Cannes, 1984. Invité pour Paris, Texas, Wim Wenders convainc, non sans mal, son acteur Harry Dean Stanton de se joindre à lui. Rétif aux mondanités et à la foule, le comédien vient accompagné alors d’un jeune homme, chevalier servant et rassurant. Il s’agit de Sean Penn. Après le vif succès de la projection, le cinéaste allemand croise la route d’un tout jeune réalisateur, qui vient de recevoir la Caméra d’or (pour Stranger Than Paradise ). Jim Jarmush. Ils passeront toute la nuit ensemble à jouer au flipper, éveillés jusqu’au petit matin, avant d’aller acheter la presse aux premières lueurs du jour. Et d’imaginer le duo Wenders/Jarmush s’enhardir devant la machine des heures durant… Après quoi, tout simplement, « nous sommes allés dormir », raconte Wenders (qui emporta la palme cette année). C’est un souvenir plus contrasté, sinon amer, que garde Ken Loach d’un Festival de Cannes, quand il est en compétition pour Land and Freedom, en 1995. Le jour des récompenses, il reçoit un appel. Et prend aussitôt un avion à Londres pour se rendre sur la Croisette avec sa productrice. À bord de l’avion, sur le point de décoller, le pilote leur demande de redescendre. C’est plus tard qu’ils apprendront « qu’il y a eu un coup au sein du jury, un coup politique qui signifiait que nous n’avions rien. Il y a eu, semble-t-il, une bataille politique. Apparemment, il y avait un stalinien, en désaccord avec le film, qui a réussi à convaincre le jury ». Loach ne saura jamais la vérité. Reste le souvenir de cette sortie de l’avion, humiliante, avec « l’impression d’avoir commis un crime » .

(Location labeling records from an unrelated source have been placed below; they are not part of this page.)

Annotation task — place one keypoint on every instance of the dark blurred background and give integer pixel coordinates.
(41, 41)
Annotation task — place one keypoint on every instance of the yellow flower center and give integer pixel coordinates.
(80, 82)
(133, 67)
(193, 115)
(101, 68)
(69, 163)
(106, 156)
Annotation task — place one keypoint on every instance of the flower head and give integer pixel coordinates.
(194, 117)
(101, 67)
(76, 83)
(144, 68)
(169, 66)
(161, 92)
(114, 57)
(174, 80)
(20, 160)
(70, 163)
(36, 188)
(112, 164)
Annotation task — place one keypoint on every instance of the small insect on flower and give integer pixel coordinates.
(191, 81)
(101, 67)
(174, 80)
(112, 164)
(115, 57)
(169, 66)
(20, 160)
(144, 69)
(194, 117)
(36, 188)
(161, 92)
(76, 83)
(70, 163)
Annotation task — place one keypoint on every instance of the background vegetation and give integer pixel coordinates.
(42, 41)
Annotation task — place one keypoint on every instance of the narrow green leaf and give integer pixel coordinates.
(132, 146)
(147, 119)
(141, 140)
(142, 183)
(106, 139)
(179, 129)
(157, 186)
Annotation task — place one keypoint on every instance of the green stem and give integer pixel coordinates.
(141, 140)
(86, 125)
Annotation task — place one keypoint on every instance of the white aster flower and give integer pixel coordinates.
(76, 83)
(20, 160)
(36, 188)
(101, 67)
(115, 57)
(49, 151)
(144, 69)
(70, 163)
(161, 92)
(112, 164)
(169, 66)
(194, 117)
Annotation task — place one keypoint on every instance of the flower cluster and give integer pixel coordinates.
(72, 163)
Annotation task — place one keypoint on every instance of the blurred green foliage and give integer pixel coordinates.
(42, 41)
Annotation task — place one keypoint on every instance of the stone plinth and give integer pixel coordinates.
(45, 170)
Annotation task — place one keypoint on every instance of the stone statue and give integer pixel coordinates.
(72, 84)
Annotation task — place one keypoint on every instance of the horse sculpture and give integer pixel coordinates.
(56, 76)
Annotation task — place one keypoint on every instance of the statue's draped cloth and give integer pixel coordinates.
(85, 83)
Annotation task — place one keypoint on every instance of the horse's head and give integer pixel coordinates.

Ce sont là deux entretiens figurant dans cette remarquable série réalisée par Stéphanie Giraud et Florence Dauchez, programmée à l’occasion du festival, des entretiens courts mais forts, articulés autour d’un souvenir cannois pour quelques personnalités du cinéma, où l’on retrouve notamment Ennio Morricone (revenant, à 88 ans, sur la composition de Mission ), Michael Haneke, Marjane Satrapi, ou encore Gustave Kervern et Benoît Delépine (revendiquant un doigt d’honneur à Brad Pitt, qui refusa de serrer la main du premier). Filmées face caméra, très sobrement, autant de figures et autant de confessions, parfois douloureuses, fragiles, fébriles ou hilarantes, parfois anecdotiques, ou plus légères (parce que la loi du genre, pour une série, veut que tous les épisodes ne se valent pas), mais des instants bien ancrés dans la mémoire des uns et des autres.